Reputation: 443
I'm building an Android
app and I have some issues with the architecture - how to implement many calls on different threads.
I have 2 methods:
ConnectAndGetId() //takes 2-3 seconds
GetTokenID(ID) //takes 2-3 seconds
First I need to call ConnectAndGetId()
and then after getting a result ID
to call GetTokenID(ID)
.
After I get a tokenID
I need to call 4 methods and pass them tokenID
:
getNames (tokenID) //takes 4 second
getPhones (tokenID) //takes 7 seconds
getIds(tokenID) //takes 2 seconds
getDetailObject(tokenID) //takes 5 seconds
The idea is to show the data ONLY after I have the result from the ALL 4 methods. There is no need to execute them one by one because It will take a lot of time (18 sec), I want to run them in parallel and in the end with all the data to update the UI
.
I thought to do the next thing:
Start AsyncTask
and call to ConnectAndGetId
,in onPostExecute()
start another AsyncTask
and run there GetTokenID(ID)
. after I run GetTokenID(ID)
I'll return the
result to UI
thread and with the returned data I'll start 4 new threads
, that each thread will call one of the 4 methods. I can count the finished threads,and when I got all the 4 result I can update the UI
with handler.
Is it the right approach ? maybe I should not create 4 threads for 4 methods? else to create one handlerThread
and pass the 4 methods to his handler so the Thread will pool them - but it will be one by one.
Is that the correct idea or It can be done better?
Upvotes: 0
Views: 358
Reputation: 8415
Regarding if running four threads is appropriate for your situation only you can judge. It increases the complexity of the program and requires multithread access protection and synchronization on relevant data. Also consider if parallel access can actually speed up your computation. Parallel access only speeds up if the limiting factor is single-thread computational speed, if the limit lies with data bandwidth you won't see any significant gain in speed.
To your problem of four threads complete to one UI update you can try using a CyclicBarrier to lock all threads until the last one finishes execution.
The following shows an example:
// Create a CyclicBarrier with 4 parties and a target action to update UI
CyclicBarrier barrier = new CyclicBarrier(4, new Runnable(){
public void run(){
//Do your UI updates here (remember any direct UI must be on UI thread)
}
});
// Pass above CyclicBarrier to your four threads
// Skeleton of Runnable instance for each of the four threads.
Runnable r = new Runnable(){
public void run(){
// Run desired long-running method
// getNames, getPhones, etc
// Call await() from CyclicBarrier instance (exception handling not shown)
barrier.await();
}
};
With the above code each thread that finishes will block on the await method until the fourth thread calls await()
in which all threads unblock and the last thread runs the runnable passed to the CyclicBarrier at the start.
Upvotes: 0
Reputation: 6855
It's normal approach.
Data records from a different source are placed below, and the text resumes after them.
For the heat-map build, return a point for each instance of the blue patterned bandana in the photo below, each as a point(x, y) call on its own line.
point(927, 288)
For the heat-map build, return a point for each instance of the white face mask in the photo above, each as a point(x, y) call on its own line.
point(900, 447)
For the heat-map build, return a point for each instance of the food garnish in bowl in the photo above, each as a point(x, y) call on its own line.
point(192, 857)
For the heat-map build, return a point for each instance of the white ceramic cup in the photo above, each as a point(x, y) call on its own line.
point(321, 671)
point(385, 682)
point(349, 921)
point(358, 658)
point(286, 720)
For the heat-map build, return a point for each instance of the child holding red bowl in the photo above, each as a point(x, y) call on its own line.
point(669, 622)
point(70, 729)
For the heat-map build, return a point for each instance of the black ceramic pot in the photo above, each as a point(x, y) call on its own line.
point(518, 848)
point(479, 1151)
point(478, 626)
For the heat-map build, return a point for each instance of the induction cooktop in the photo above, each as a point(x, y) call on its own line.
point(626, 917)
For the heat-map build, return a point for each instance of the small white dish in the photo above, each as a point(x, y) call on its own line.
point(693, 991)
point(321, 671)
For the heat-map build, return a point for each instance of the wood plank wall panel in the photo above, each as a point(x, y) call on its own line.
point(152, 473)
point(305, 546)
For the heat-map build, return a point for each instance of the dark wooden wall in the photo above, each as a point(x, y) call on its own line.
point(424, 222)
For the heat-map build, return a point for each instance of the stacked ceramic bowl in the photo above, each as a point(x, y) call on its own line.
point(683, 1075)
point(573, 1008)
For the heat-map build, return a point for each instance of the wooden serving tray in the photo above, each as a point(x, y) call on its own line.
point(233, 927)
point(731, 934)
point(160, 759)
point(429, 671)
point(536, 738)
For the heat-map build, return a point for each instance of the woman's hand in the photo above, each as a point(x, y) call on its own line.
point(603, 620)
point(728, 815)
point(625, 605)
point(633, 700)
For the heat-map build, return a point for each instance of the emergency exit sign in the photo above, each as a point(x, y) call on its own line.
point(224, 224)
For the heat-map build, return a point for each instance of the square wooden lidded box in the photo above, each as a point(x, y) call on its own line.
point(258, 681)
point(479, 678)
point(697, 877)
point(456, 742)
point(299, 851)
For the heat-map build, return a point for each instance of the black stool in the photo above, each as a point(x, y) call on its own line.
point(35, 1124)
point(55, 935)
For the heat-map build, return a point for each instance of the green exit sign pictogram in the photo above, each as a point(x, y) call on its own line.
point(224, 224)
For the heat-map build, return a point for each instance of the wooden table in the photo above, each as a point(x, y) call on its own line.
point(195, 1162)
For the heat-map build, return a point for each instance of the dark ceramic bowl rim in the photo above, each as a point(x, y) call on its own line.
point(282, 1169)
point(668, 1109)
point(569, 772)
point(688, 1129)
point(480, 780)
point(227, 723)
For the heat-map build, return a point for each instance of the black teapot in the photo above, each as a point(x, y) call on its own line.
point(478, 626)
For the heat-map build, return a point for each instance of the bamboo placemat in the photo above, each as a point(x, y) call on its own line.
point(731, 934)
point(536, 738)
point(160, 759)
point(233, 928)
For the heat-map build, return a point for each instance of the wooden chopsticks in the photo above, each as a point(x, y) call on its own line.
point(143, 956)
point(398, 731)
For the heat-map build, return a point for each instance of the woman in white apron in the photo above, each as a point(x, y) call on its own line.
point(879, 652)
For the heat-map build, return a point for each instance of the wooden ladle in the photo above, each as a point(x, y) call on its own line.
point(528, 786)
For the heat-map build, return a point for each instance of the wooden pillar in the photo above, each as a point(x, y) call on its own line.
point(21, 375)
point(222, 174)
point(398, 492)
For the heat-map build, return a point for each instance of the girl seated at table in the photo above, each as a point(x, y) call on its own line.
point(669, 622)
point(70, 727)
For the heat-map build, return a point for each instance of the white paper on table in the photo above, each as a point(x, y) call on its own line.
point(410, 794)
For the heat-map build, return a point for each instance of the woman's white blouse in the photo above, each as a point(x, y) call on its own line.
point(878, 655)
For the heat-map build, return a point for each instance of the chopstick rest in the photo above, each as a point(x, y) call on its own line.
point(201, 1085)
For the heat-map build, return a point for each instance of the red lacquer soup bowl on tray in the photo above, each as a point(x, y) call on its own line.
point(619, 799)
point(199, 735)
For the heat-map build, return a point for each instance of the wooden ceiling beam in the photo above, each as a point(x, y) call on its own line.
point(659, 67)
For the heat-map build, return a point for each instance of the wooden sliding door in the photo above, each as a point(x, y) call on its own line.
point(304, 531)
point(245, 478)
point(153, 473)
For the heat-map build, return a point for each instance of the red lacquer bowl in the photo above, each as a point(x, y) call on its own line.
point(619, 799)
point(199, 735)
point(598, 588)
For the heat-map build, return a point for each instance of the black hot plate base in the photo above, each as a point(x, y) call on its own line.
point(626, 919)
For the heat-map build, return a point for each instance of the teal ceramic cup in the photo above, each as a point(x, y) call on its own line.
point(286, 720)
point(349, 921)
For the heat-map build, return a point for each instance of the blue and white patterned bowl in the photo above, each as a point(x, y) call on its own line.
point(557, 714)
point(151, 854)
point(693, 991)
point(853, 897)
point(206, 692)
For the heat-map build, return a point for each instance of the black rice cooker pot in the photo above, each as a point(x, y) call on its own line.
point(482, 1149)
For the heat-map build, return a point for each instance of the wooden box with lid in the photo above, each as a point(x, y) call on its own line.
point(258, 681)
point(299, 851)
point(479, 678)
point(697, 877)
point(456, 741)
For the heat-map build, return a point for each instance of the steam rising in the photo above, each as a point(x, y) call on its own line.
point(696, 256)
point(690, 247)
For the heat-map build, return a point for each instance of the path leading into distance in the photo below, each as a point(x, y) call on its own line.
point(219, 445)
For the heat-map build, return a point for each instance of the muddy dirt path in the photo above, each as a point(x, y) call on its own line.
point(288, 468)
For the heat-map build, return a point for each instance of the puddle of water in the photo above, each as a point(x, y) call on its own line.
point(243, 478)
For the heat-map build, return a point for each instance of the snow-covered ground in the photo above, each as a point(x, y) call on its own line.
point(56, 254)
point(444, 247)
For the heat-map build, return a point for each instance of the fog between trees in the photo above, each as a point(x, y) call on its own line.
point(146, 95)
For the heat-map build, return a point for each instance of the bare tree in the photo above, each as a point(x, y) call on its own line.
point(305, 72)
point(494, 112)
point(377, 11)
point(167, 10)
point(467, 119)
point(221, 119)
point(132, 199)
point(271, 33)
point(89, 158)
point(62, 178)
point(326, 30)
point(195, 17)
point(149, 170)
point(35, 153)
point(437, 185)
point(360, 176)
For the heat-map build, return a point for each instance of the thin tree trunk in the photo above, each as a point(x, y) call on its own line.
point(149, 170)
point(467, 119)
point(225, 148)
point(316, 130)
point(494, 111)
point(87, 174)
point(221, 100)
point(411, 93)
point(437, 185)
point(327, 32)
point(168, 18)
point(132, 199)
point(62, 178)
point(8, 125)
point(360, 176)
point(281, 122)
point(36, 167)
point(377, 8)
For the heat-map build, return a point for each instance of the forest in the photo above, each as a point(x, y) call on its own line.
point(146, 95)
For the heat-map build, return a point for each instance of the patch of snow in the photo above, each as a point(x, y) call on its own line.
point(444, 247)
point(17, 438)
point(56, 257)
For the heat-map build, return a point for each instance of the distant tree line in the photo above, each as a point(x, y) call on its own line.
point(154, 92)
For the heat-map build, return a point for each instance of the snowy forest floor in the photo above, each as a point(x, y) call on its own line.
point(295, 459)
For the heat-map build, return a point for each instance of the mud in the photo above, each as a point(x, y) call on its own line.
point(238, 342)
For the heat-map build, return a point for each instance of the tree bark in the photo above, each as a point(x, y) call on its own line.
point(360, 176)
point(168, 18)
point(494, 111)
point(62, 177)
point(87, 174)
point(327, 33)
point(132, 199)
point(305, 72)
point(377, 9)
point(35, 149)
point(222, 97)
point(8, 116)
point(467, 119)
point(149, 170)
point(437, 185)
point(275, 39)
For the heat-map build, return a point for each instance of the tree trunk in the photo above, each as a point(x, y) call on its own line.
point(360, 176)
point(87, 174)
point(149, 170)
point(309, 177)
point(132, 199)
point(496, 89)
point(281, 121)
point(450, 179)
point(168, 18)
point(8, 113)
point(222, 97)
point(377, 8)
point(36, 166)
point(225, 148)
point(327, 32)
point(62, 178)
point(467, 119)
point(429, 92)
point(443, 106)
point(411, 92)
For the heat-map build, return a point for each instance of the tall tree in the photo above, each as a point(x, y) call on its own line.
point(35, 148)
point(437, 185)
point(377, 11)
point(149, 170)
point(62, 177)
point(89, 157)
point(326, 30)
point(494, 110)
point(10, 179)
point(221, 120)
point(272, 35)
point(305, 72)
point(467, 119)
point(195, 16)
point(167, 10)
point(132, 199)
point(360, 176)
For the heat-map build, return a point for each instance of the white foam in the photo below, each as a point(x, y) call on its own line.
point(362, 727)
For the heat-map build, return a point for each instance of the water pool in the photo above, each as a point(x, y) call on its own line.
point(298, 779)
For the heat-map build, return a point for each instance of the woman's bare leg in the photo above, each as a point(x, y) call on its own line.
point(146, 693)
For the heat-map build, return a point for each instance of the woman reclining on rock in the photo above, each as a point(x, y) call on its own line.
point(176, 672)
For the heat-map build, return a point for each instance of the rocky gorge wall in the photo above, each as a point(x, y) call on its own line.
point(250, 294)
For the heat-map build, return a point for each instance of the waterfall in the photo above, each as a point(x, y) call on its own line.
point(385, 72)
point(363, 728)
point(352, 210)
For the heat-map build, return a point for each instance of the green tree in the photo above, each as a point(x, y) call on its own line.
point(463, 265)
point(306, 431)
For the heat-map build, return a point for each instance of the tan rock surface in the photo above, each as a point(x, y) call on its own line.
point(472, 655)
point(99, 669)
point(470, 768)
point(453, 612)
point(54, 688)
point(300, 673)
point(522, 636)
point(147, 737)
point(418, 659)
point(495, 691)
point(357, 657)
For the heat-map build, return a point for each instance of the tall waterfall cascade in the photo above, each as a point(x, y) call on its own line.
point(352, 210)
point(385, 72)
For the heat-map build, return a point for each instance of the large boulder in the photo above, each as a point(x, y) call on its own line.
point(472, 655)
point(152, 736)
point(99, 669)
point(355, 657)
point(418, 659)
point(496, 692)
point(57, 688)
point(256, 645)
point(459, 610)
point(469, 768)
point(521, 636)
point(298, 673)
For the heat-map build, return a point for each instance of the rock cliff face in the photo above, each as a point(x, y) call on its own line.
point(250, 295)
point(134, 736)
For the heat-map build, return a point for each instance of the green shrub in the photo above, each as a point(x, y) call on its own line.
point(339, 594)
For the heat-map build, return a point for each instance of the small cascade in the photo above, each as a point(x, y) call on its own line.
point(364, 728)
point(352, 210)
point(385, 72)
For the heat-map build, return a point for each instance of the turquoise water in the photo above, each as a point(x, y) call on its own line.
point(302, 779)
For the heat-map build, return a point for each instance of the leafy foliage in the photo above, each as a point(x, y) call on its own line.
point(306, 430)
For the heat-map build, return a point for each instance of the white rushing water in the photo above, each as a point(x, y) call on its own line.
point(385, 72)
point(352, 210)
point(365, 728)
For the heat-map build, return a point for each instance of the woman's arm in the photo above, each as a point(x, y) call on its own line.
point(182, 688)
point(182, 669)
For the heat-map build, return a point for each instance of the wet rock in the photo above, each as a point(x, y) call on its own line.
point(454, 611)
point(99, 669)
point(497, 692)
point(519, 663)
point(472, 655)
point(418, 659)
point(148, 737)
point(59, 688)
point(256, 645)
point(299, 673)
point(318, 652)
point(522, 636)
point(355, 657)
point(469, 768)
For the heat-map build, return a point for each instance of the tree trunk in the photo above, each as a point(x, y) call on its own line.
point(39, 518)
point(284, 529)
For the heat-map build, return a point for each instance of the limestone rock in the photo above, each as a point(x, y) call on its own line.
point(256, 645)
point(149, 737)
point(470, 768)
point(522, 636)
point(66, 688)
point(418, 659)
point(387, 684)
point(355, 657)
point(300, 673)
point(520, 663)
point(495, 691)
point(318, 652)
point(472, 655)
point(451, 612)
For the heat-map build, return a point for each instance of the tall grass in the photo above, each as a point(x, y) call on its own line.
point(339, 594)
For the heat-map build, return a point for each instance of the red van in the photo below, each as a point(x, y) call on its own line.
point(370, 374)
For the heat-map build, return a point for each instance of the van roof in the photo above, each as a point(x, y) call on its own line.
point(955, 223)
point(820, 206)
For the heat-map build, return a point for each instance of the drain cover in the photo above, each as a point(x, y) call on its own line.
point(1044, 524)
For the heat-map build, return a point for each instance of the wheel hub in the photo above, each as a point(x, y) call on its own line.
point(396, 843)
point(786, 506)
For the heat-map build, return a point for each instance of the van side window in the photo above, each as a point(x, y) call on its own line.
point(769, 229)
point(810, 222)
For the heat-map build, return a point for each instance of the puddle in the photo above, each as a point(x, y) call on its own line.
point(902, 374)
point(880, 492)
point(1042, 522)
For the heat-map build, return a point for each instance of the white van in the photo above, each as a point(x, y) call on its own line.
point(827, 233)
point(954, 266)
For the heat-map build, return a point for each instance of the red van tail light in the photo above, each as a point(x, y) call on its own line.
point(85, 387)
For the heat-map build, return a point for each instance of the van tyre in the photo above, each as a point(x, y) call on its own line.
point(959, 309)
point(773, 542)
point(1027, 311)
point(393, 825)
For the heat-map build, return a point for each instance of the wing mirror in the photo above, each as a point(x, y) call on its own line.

But I would recommend you to use Executor
but not create Threads
. Sample:
public class TasksSample {
public static void execute(){
ExecutorService executorService = Executors.newFixedThreadPool(4);
executorService.submit(new Task("A"));
executorService.submit(new Task("B"));
executorService.submit(new Task("C"));
executorService.submit(new Task("D"));
executorService.shutdown();
try {
executorService.awaitTermination(Long.MAX_VALUE, TimeUnit.MILLISECONDS);
} catch (InterruptedException e) {
e.printStackTrace();
}
System.out.println("all tasks finished");
}
private static class Task implements Runnable{
private String taskId;
public Task(String taskId) {
this.taskId = taskId;
}
@Override
public void run() {
try {
Thread.sleep(1000);
} catch (InterruptedException e) {
e.printStackTrace();
}
System.out.println("finished task: " + taskId);
}
}
}
Upvotes: 1
Reputation: 599
Very good question indeed. I think your aproach is correct, but I wouldn't create the GetTokenID thread on the onPostExecute(). I think it's better to use a Listener to ensure that you got the result you need. On the next step I would also use a Listener that would call your 4 methods.
The question is: do you need the 4 methods to finish to update your UI? then you should use a Listener with a synchronized block that would only enter when your 4 methods have finished. You can use a method that checks that these methods have got their results and when the 4 have completed, update the UI.
In case you don't need the 4 methods to finish to update the UI I would just put a ProgressDialog in the UI and update it method-by-method. In the last one dismiss the ProgressDialog and unblock the UI.
I hope it helps you out bro, good luck with coding!